The Petabyte Age is different because more is different. Kilobytes were stored on floppy disks. Megabytes were stored on hard disks. Terabytes were stored in disk arrays. Petabytes are stored in the cloud. As we moved along that progression, we went from the folder analogy to the file cabinet analogy to the library analogy to — well, at petabytes we ran out of organizational analogies.
Introduction
According to Chris Anderson, we are at "the end of science", that is, science as we know it." The quest for knowledge used to begin with grand theories. Now it begins with massive amounts of data. Welcome to the Petabyte Age."
"At the petabyte scale, information is not a matter of simple three- and four-dimensional taxonomy and order but of dimensionally agnostic statistics. It calls for an entirely different approach, one that requires us to lose the tether of data as something that can be visualized in its totality. It forces us to view data mathematically first and establish a context for it later."
In response to Anderson's essay, Stewart Brand notes that:
Digital humanity apparently crossed from one watershed to another over the last few years. Now we are noticing. Noticing usually helps. We'll converge on one or two names for the new watershed and watch what induction tells us about how it works and what it's good for.
The "crossing" that Anderson has named in his essay, has been developing in science for several years and in the Edge community in particular.
For example, during the TED Conference in 2005, before, and during, the annual Edge Dinner, there were illuminating informal conversations involving Craig Venter (who pioneered the use of high volume genome sequencing using vast amounts of computational power), Danny Hillis (designer of the "Connection Machine", the massively parallel supercomputer), and Sergey Brin and Larry Page of Google: new and radical DNA sequencing techniques meet computational robots meet server farms in search of a synthetic source of energy.
And in August, 2007, at the Edge event "Life: What A Concept", Venter made the following point:
I have come to think of life in much more a gene-centric view than even a genome-centric view, although it kind of oscillates. And when we talk about the transplant work, genome-centric becomes more important than gene-centric. From the first third of the Sorcerer II expedition we discovered roughly 6 million new genes that has doubled the number in the public databases when we put them in a few months ago, and in 2008 we are likely to double that entire number again. We're just at the tip of the iceberg of what the divergence is on this planet. We are in a linear phase of gene discovery maybe in a linear phase of unique biological entities if you call those species, discovery, and I think eventually we can have databases that represent the gene repertoire of our planet.
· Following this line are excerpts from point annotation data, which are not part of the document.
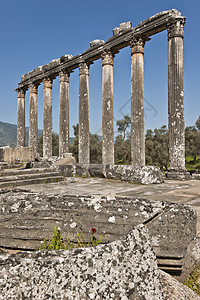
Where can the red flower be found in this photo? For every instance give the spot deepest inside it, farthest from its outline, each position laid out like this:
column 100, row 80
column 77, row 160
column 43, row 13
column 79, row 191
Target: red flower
column 94, row 230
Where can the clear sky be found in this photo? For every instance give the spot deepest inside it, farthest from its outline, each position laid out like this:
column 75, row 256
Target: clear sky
column 32, row 33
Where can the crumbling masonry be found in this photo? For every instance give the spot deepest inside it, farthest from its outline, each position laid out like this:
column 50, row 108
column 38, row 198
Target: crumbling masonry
column 123, row 36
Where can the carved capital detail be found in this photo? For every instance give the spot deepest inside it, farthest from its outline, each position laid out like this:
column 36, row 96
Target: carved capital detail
column 107, row 57
column 33, row 89
column 21, row 93
column 64, row 76
column 83, row 68
column 176, row 28
column 137, row 45
column 47, row 83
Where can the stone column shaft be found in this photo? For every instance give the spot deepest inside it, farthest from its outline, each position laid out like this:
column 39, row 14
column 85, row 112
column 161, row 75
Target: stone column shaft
column 107, row 109
column 64, row 114
column 84, row 138
column 21, row 118
column 176, row 96
column 137, row 103
column 33, row 120
column 47, row 119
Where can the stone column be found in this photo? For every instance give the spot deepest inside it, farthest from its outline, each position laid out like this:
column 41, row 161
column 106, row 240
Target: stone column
column 33, row 125
column 64, row 114
column 84, row 138
column 21, row 118
column 107, row 108
column 137, row 103
column 176, row 96
column 47, row 119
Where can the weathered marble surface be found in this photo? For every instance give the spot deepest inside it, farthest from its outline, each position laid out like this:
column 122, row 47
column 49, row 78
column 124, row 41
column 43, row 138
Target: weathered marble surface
column 174, row 290
column 125, row 269
column 26, row 218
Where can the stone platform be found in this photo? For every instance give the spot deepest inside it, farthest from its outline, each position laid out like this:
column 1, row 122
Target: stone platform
column 183, row 192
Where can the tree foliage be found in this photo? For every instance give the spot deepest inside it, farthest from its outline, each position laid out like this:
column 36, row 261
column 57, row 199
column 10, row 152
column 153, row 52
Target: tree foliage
column 123, row 125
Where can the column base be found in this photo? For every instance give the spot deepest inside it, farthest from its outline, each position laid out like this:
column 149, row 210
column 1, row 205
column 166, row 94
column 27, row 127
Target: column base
column 180, row 174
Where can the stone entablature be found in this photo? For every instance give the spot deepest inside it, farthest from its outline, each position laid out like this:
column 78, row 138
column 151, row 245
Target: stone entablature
column 123, row 36
column 151, row 26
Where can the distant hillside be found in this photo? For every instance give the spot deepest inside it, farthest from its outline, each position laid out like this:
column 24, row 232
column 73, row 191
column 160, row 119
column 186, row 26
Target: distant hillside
column 8, row 134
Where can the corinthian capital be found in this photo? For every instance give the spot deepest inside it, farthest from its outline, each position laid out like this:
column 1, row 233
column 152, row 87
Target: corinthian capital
column 107, row 57
column 64, row 76
column 21, row 93
column 33, row 88
column 137, row 44
column 84, row 68
column 47, row 83
column 176, row 28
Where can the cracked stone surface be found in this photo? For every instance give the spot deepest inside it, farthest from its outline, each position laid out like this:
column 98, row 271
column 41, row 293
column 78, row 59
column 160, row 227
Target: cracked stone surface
column 27, row 218
column 125, row 269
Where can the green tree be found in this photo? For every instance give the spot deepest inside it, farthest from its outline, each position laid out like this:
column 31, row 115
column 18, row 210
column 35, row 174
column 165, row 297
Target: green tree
column 198, row 123
column 73, row 148
column 122, row 150
column 95, row 149
column 123, row 125
column 55, row 145
column 192, row 142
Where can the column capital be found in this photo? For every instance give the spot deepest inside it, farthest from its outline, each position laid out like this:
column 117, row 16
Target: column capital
column 21, row 93
column 84, row 68
column 47, row 83
column 64, row 76
column 176, row 28
column 107, row 57
column 33, row 88
column 137, row 44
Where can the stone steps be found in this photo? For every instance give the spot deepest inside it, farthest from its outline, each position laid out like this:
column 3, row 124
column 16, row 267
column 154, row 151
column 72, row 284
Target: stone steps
column 172, row 266
column 19, row 171
column 20, row 177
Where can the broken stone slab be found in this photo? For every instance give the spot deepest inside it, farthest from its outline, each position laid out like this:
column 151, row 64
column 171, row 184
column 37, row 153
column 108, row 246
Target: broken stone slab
column 67, row 160
column 174, row 290
column 192, row 258
column 125, row 269
column 196, row 176
column 178, row 174
column 27, row 218
column 144, row 175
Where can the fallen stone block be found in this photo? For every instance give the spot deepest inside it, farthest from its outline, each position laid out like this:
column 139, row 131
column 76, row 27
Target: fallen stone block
column 27, row 218
column 125, row 269
column 174, row 290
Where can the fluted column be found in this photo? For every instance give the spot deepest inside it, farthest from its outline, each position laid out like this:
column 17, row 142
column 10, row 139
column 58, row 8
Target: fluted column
column 21, row 118
column 47, row 119
column 33, row 120
column 84, row 138
column 137, row 103
column 176, row 96
column 107, row 108
column 64, row 114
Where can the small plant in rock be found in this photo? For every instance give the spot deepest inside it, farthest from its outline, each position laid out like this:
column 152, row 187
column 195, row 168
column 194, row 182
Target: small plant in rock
column 193, row 280
column 57, row 242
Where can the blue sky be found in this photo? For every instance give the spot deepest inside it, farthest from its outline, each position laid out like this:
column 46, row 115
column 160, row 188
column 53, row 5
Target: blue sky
column 32, row 33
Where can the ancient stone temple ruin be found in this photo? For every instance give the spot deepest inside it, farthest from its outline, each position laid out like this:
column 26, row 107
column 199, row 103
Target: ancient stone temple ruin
column 123, row 36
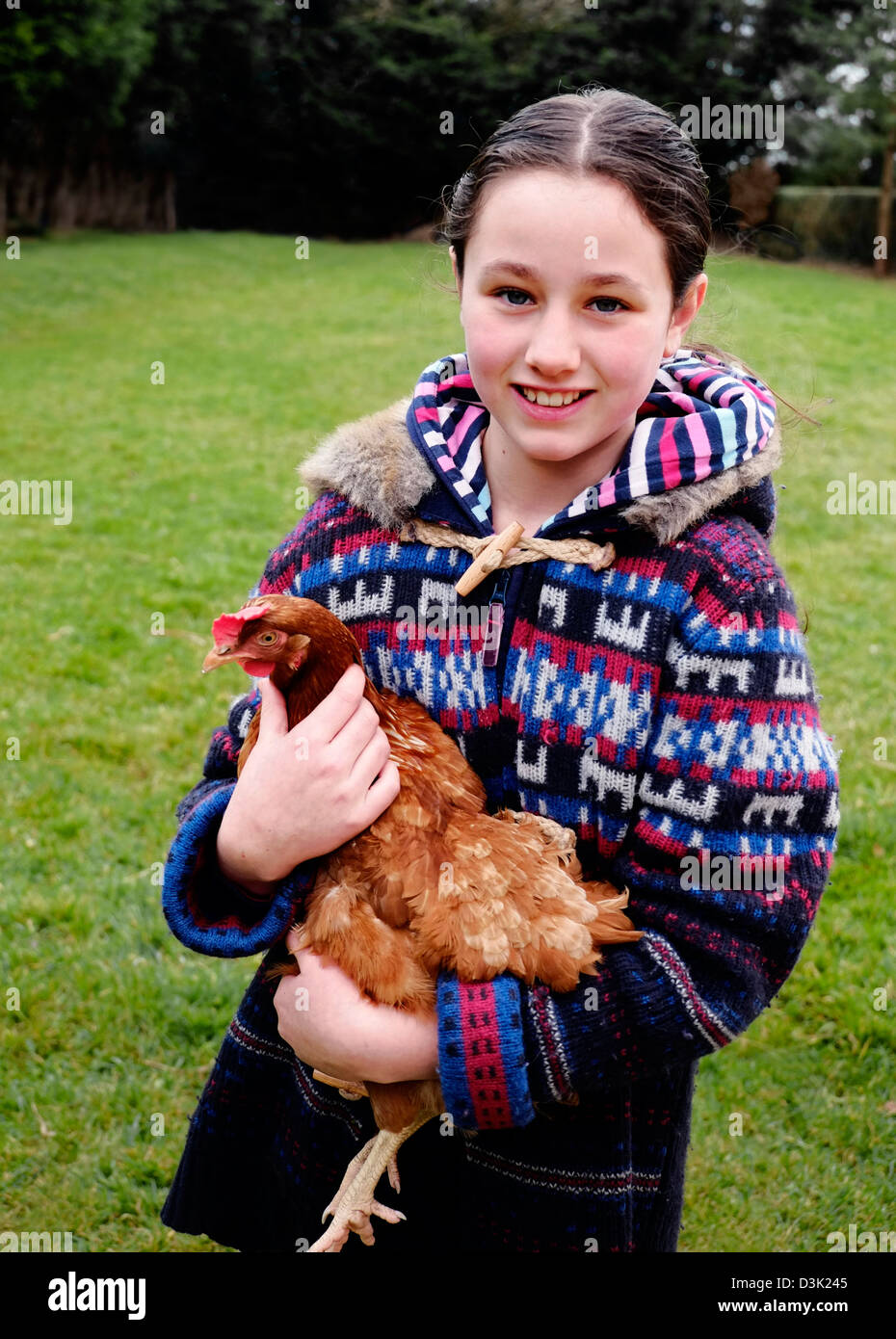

One question is, can we extrapolate back from this data set to describe the most recent common ancestor. I don't necessarily buy that there is a single ancestor. It’s counterintuitive to me. I think we may have thousands of recent common ancestors and they are not necessarily so common.
Andrian Kreye, editor of the Feuilleton of Sueddeutsche Zeitung wrote on his paper's editorial pages that the event was "a crucial moment in history. After all, it's where the dawning of the age of biology was officially announced".
In the July/August Seed Salon with novelist Tom Wolfe, neuroscientist Michael Gazzaniga explains how the conversation began to change when neuroscience took off in the '80s and '90s:
There was a hunger for the big picture: What does it mean? How do we put it together into a story? Ultimately, everything's got to have a narrative in science, as in life.